Recommandation du comité

Recommandation du comité
  1. 916. Au vu des conclusions intérimaires qui précèdent, le comité invite le Conseil d’administration à approuver les recommandations suivantes:
    • a) Le comité souligne la gravité des allégations et déplore que le gouvernement ne lui ait pas envoyé ses observations sur ce cas, alors qu’il y a été invité à plusieurs reprises et qu’un appel pressant lui a été adressé.
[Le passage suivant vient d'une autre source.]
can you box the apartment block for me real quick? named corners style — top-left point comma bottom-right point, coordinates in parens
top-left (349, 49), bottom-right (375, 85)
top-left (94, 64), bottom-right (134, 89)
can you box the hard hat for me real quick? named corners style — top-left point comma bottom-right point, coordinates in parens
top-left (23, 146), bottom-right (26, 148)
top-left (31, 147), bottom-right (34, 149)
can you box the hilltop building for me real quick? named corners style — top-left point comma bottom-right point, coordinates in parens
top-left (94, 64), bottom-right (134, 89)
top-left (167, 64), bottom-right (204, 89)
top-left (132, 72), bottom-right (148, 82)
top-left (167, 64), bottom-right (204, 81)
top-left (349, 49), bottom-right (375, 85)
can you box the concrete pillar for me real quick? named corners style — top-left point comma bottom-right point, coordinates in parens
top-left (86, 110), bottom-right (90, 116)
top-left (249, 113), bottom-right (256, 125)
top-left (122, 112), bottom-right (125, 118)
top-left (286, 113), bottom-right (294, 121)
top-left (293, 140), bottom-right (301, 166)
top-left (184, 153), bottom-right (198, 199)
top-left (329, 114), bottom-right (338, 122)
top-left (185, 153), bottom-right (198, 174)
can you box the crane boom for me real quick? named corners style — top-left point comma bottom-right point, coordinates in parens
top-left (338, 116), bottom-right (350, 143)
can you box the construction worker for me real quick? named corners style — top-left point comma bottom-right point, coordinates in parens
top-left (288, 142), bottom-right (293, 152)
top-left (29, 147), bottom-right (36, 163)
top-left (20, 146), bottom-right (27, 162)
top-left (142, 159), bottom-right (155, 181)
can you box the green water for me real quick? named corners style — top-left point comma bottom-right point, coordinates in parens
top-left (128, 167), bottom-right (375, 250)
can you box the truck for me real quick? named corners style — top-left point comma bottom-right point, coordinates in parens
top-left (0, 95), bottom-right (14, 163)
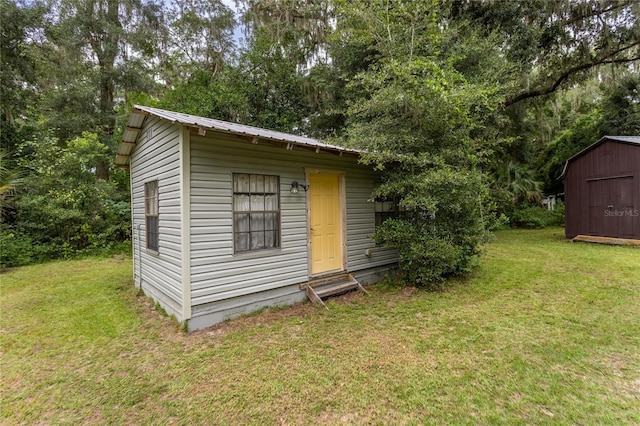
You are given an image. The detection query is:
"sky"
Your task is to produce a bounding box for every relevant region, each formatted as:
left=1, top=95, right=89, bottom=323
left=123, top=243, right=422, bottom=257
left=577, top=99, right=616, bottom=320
left=221, top=0, right=245, bottom=45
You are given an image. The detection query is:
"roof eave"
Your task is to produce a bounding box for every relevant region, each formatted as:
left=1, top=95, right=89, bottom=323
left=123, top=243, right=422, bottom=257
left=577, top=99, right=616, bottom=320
left=114, top=106, right=361, bottom=169
left=114, top=108, right=149, bottom=168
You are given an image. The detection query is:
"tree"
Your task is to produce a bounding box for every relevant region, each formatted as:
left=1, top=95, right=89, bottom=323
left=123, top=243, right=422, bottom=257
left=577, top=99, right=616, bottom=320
left=12, top=132, right=130, bottom=260
left=600, top=74, right=640, bottom=136
left=233, top=29, right=313, bottom=132
left=231, top=0, right=339, bottom=134
left=39, top=0, right=164, bottom=178
left=491, top=161, right=542, bottom=218
left=238, top=0, right=333, bottom=67
left=1, top=0, right=241, bottom=265
left=0, top=150, right=24, bottom=217
left=537, top=73, right=640, bottom=195
left=155, top=1, right=240, bottom=120
left=335, top=0, right=501, bottom=286
left=158, top=0, right=236, bottom=84
left=449, top=0, right=640, bottom=107
left=0, top=0, right=44, bottom=152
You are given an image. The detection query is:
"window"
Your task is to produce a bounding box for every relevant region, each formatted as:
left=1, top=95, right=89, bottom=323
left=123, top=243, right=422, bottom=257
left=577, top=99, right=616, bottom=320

    • b) Le comité prie instamment le gouvernement de lui envoyer sans délai ses observations au sujet des allégations et l’ensemble des résolutions administratives – en particulier celles touchant à des problèmes de discrimination antisyndicale et d’ingérence – ainsi que les décisions prises en l’espèce, notamment celles relatives à la demande de dissolution du syndicat présentée par l’entreprise et à la question de la titularité du contrat collectif, et espère que, par l’intermédiaire de l’organisation d’employeurs concernée, il pourra également disposer des observations de l’entreprise.
    • c) En l’absence des observations du gouvernement, le comité souligne d’une façon générale que la convention no 98 interdit tout acte de discrimination antisyndicale et d’ingérence dans les affaires syndicales et, partant, toute pratique supposant le recours à la contrainte pour obtenir l’affiliation ou le renoncement à l’affiliation à un syndicat, le soutien d’organisations de travailleurs par l’employeur et les mesures prises par un employeur pour obtenir la dissolution d’un syndicat, employeur qui en l’espèce, selon les allégations, aurait entraîné la diminution du nombre d’affiliés au moyen de pressions. Le comité demande au gouvernement de garantir le respect de ces principes et de veiller à ce que les travailleurs et le syndicat obtiennent effectivement réparation.